Since Edward Jenner first created the smallpox vaccine in 1796, vaccines have continually proven to be critical to the health of humans worldwide. Since 2006, we even an HPV vaccine that can prevent certain cancers! Currently, the US licenses vaccines for 27 different diseases and according to a recent report from the Pharmaceutical Research and Manufacturers of America (PhRMA), 2013 Medicines in Development: Biologics, there are 134 vaccines for infectious diseases in human clinical trials or under review by the US Food and Drug Administration.

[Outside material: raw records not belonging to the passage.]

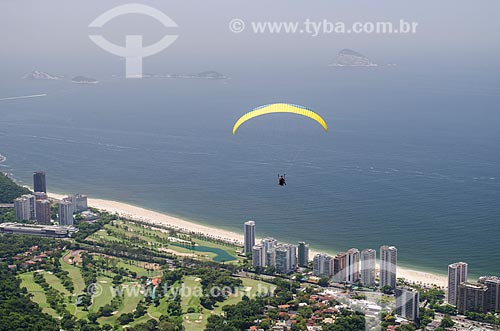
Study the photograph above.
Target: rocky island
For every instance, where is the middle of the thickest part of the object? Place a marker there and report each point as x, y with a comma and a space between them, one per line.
350, 58
84, 80
40, 75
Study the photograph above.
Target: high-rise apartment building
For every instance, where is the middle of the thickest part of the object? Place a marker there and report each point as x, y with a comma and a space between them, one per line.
368, 265
388, 264
249, 234
39, 184
457, 274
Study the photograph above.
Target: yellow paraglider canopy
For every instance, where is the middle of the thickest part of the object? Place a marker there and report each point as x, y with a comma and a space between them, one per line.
280, 108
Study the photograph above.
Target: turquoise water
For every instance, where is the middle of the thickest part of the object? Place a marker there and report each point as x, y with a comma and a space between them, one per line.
222, 255
411, 159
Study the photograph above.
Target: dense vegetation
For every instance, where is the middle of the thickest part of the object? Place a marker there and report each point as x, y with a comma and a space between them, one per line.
11, 245
17, 311
10, 190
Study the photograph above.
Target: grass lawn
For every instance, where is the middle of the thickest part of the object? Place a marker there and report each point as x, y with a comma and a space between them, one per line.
106, 295
55, 283
130, 300
36, 290
75, 275
162, 307
197, 321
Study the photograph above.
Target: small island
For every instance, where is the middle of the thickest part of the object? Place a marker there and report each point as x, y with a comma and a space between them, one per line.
350, 58
40, 75
84, 80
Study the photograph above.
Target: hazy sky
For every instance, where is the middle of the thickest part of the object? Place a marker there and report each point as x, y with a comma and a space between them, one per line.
53, 35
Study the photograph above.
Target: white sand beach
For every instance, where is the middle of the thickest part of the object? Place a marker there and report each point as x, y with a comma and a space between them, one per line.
153, 217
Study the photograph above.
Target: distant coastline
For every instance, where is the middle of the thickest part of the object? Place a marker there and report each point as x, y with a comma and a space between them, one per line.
160, 218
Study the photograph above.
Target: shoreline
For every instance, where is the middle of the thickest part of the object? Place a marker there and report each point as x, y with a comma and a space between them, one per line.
157, 218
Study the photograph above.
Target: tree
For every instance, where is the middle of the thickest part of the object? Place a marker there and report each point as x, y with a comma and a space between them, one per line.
447, 322
324, 281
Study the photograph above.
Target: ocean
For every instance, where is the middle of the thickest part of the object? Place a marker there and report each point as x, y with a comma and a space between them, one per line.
411, 158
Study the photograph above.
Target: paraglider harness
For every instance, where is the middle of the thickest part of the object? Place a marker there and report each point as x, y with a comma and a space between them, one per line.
282, 180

Included among these vaccine candidates are HIV prevention vaccines in Phase II clinical trials as well as various next generation versions of current vaccines, such as those to prevent tetanus, diphtheria, and pertussis. There are also several different influenza vaccines in development–most for the 2013-14 flu season–but some are also for longer lasting vaccines that could eliminate the need for annual influenza vaccination. Some of these new candidates will be presented and discussed during the 16th Annual Conference on Vaccine Research scheduled for April 22-24, 2013 in Baltimore, MD.
Research and development is all about the possibilities and potential of the scientific world. And the potential clearly exists for future vaccines that may prevent and eradicate costly and, in some cases, deadly diseases including HIV, pertussis, or even the flu.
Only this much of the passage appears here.